In fact, some people have written about the practice of Sabbath in relation to our current stay-at-home living. I think it is a fascinating way to reframe what we are experiencing — and to see an opportunity for a deeper spiritual experience in it.
Eugene Peterson published an article about sabbath a couple of decades ago in which he pointed out that the practice of sabbath as it was intended is captured in the meaning of the Hebrew word. He wrote:
“The Hebrew word, Shabbat, which we take over as is — untranslated — into our language, simply means, “Quit; stop; take a break.” Whatever you are doing, stop it. Whatever you are saying, stop talking. Sit down and take a look around you. Don’t do anything. Don’t say anything. Fold your hands. Take a deep breath…
“We must stop running around long enough to see what God has done and is doing. We must stop talking long enough to hear what God has said and is saying. All our ancestors agree that without silence and stillness there is no spirituality, no God-attentive, God-responsive life.”
— Eugene H. Peterson, Perspectives, June-July 2000
Do you have a place for this kind of silence in your life? Do you take some time to sit quietly and open your mind to that “still, small voice?”
Grace and Peace,
Dr. Tim Bruster
1 Kings 19:9-18
9 There he went into a cave and spent the night.

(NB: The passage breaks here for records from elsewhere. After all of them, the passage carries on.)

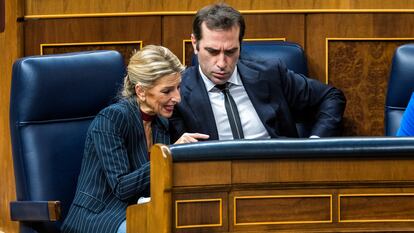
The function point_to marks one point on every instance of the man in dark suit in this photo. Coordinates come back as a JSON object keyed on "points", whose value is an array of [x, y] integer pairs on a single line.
{"points": [[231, 98]]}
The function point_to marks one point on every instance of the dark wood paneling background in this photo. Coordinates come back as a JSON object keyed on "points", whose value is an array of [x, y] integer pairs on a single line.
{"points": [[357, 49], [350, 50]]}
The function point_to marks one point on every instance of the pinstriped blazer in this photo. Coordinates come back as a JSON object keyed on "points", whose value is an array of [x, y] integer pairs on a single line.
{"points": [[115, 168]]}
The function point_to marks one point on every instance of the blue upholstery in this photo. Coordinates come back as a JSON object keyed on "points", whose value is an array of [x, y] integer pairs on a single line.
{"points": [[294, 148], [400, 87], [290, 53], [53, 100]]}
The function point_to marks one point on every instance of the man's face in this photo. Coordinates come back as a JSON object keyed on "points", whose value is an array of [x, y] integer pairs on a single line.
{"points": [[218, 52]]}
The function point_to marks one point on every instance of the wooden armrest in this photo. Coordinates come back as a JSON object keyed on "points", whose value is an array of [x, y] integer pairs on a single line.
{"points": [[137, 218], [35, 210]]}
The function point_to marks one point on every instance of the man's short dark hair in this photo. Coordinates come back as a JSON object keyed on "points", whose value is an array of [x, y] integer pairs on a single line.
{"points": [[218, 16]]}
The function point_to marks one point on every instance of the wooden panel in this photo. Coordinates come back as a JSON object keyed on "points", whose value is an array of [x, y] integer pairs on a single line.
{"points": [[93, 30], [196, 173], [11, 48], [377, 208], [317, 170], [282, 209], [35, 7], [177, 30], [125, 48], [200, 212], [359, 67], [2, 16]]}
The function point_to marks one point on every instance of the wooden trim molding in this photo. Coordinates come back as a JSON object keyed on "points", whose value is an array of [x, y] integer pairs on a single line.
{"points": [[392, 203], [42, 46], [281, 198]]}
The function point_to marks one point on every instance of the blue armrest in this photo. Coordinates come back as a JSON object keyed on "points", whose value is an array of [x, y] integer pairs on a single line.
{"points": [[35, 210]]}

The Lord’s word came to him and said, “Why are you here, Elijah?”
10 Elijah replied, “I’ve been very passionate for the Lord God of heavenly forces because the Israelites have abandoned your covenant. They have tons down your altars, and they have murdered your prophets with the sword. I’m the only one left, and now they want to take my life too!” 11 The Lord said, “Go out and stand at the mountain before the Lord. The Lord is passing by.” A very strong wind tore through the mountains and broke apart the stones before the Lord. But the Lord wasn’t in the wind. After the wind, there was an earthquake. But the Lord wasn’t in the earthquake. 12 After the earthquake, there was a fire. But the Lord wasn’t in the fire. After the fire, there was a sound. Thin. Quiet. 13 When Elijah heard it, he wrapped his face in his coat. He went and stood at the cave’s entrance. A voice came to him and said, “Why are you here, Elijah?”
14 He said, “I’ve been very passionate for the Lord God of heavenly forces because the Israelites have abandoned your covenant. They have torn down your altars, and they have murdered your prophets with the sword. I’m the only one left, and now they want to take my life too.
15 The Lord said to him, “Go back through the desert to Damascus and anoint Hazael as king of Aram. 16 Also anoint Jehu, Nimshi’s son, as king of Israel; and anoint Elisha from Abel-meholah, Shaphat’s son, to succeed you as prophet. 17 Whoever escapes from the sword of Hazael, Jehu will kill. Whoever escapes from the sword of Jehu, Elisha will kill. 18 But I have preserved those who remain in Israel, totaling seven thousand — all those whose knees haven’t bowed down to Baal and whose mouths haven’t kissed him.”